While the pharmaceutical industry lobby has been able to delay many of the proposed drug pricing disclosure and transparency legislative initiatives, it appears that it is only a matter of time until many states follow California’s and Nevada’s lead and enact some sort of drug pricing transparency obligations. Already in 2018, Massachusetts, Pennsylvania, and Vermont have legislation pending concerning the transparency of drug pricing. At some point, drug manufacturers need to determine whether it is better to comply with a multitude of state drug pricing disclosure obligations or seek a uniform and consistent disclosure requirement through federal legislation.
In the meantime, drug manufacturers need to alert and/or establish certain functions to make sure they are complying with current state laws and are prepared in the event other states enact disclosure obligations. These functions include the following:
- Price Setting/Changing Committees—these committees need to be educated in terms of the reporting disclosure triggers, i.e., percentage increases and applicable time periods.

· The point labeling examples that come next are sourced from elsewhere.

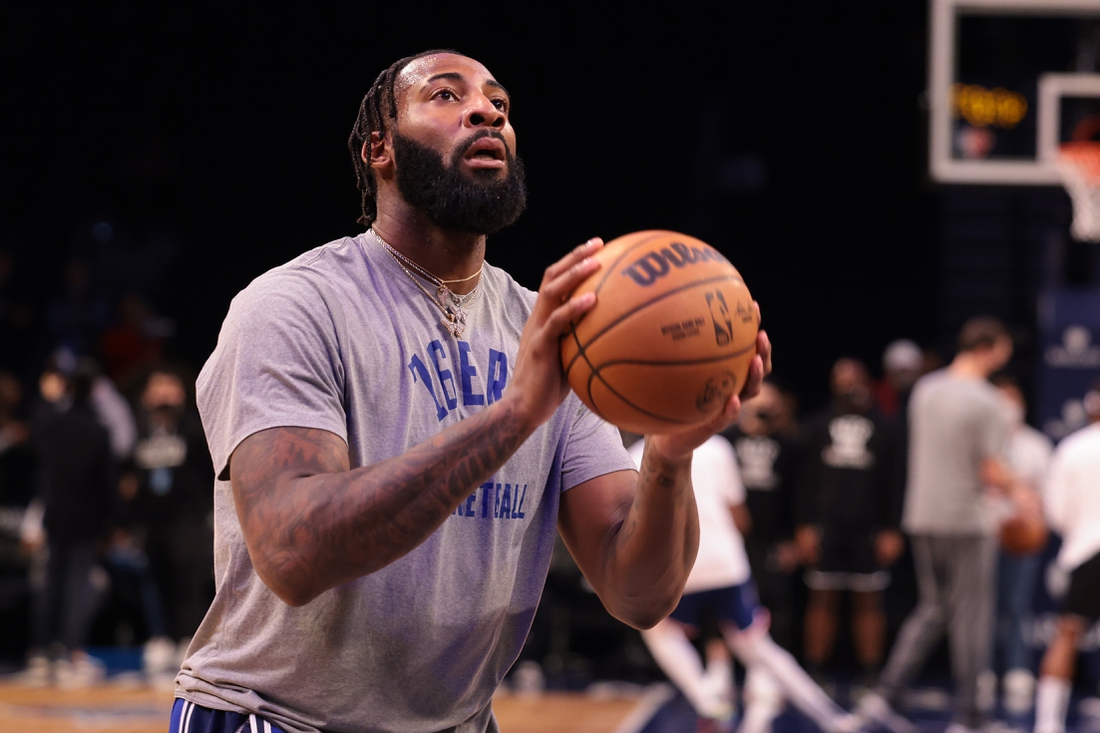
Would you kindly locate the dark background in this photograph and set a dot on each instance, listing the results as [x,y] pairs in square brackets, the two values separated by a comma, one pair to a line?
[211,138]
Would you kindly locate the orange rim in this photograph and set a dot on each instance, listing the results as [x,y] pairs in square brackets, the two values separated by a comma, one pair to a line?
[1084,155]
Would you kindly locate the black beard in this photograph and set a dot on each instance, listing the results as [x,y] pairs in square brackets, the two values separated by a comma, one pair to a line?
[481,204]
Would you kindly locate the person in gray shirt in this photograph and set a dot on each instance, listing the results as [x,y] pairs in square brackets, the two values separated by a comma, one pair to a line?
[396,446]
[958,434]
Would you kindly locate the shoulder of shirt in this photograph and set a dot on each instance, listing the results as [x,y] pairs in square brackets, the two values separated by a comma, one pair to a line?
[507,284]
[314,266]
[1085,440]
[1036,437]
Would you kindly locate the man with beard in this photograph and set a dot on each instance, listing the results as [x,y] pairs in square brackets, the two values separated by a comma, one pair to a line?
[395,446]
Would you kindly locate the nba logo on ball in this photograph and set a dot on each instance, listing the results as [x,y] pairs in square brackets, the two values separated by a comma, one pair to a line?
[671,336]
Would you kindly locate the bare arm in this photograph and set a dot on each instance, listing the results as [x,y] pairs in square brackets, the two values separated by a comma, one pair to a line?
[311,524]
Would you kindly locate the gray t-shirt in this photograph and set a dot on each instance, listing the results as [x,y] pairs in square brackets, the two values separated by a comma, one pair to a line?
[955,424]
[341,339]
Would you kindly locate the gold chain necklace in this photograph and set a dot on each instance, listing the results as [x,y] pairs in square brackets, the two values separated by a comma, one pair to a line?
[451,305]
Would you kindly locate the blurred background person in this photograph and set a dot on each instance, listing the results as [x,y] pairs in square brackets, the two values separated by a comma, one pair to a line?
[1029,457]
[76,477]
[902,364]
[958,435]
[721,583]
[848,510]
[1071,502]
[766,456]
[174,507]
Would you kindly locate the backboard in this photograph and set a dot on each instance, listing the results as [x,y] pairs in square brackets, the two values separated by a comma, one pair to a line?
[1009,80]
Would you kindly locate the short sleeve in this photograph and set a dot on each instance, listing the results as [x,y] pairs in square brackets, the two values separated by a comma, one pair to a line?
[1056,491]
[594,448]
[277,363]
[993,440]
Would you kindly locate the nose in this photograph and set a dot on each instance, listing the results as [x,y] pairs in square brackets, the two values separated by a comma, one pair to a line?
[482,112]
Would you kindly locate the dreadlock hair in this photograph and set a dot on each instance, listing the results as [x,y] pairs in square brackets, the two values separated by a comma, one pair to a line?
[376,108]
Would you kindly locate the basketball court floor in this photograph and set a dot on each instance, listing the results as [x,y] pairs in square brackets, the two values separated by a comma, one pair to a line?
[124,706]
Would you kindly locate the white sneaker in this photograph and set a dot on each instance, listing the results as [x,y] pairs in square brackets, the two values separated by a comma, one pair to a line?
[987,691]
[80,673]
[873,708]
[1019,691]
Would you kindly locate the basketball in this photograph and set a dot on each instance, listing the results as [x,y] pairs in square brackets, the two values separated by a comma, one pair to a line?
[670,338]
[1023,533]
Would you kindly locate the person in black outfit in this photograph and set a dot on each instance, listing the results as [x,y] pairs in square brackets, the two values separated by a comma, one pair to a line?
[174,501]
[766,459]
[848,510]
[76,479]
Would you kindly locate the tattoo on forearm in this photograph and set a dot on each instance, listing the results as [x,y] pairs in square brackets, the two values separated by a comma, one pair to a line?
[312,523]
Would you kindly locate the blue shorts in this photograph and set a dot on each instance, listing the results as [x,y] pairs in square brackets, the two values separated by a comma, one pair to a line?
[736,603]
[189,718]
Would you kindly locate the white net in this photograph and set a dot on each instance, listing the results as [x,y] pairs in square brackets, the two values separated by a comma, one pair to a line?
[1079,165]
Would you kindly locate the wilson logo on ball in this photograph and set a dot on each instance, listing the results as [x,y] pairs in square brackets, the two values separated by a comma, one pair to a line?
[653,265]
[670,338]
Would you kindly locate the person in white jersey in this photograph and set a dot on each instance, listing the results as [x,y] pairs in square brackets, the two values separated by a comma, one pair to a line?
[1071,503]
[721,582]
[1029,457]
[396,447]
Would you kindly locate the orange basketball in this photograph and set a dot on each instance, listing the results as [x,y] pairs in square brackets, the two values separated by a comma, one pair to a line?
[1023,534]
[670,338]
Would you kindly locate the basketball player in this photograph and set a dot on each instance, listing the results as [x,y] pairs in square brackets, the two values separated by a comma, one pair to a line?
[958,435]
[395,446]
[1071,503]
[721,583]
[848,510]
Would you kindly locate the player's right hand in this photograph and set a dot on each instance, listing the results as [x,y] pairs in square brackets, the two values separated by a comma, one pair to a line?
[538,383]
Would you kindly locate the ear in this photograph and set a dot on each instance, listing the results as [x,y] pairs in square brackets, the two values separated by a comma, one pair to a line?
[377,153]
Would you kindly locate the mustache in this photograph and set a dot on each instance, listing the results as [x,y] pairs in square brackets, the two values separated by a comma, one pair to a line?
[464,145]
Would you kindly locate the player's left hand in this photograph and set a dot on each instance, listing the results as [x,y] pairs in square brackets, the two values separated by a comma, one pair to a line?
[681,444]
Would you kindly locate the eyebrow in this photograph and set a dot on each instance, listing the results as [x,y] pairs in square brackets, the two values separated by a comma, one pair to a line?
[458,77]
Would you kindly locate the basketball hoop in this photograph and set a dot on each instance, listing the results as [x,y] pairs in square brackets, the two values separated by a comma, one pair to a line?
[1079,165]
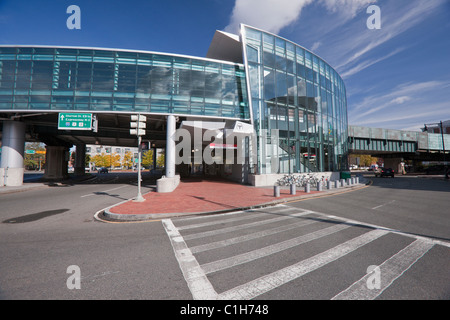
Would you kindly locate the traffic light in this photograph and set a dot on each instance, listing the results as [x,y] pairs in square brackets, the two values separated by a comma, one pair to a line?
[138,124]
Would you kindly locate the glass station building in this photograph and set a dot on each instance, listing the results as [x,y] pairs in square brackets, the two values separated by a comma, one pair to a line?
[295,102]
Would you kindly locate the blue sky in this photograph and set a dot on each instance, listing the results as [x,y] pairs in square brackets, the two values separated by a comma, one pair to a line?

- Compliance Department—this department needs to maintain a list of the states currently requiring price reporting and the deadlines for such reporting. It should also be aware of pending legislation that may trigger reporting obligations.
- Communications Department—because states intend to make the information your company reports regarding price increases (as well as profit and R&D spending) public, this department needs to be kept in the loop so that it is prepared for media inquiries.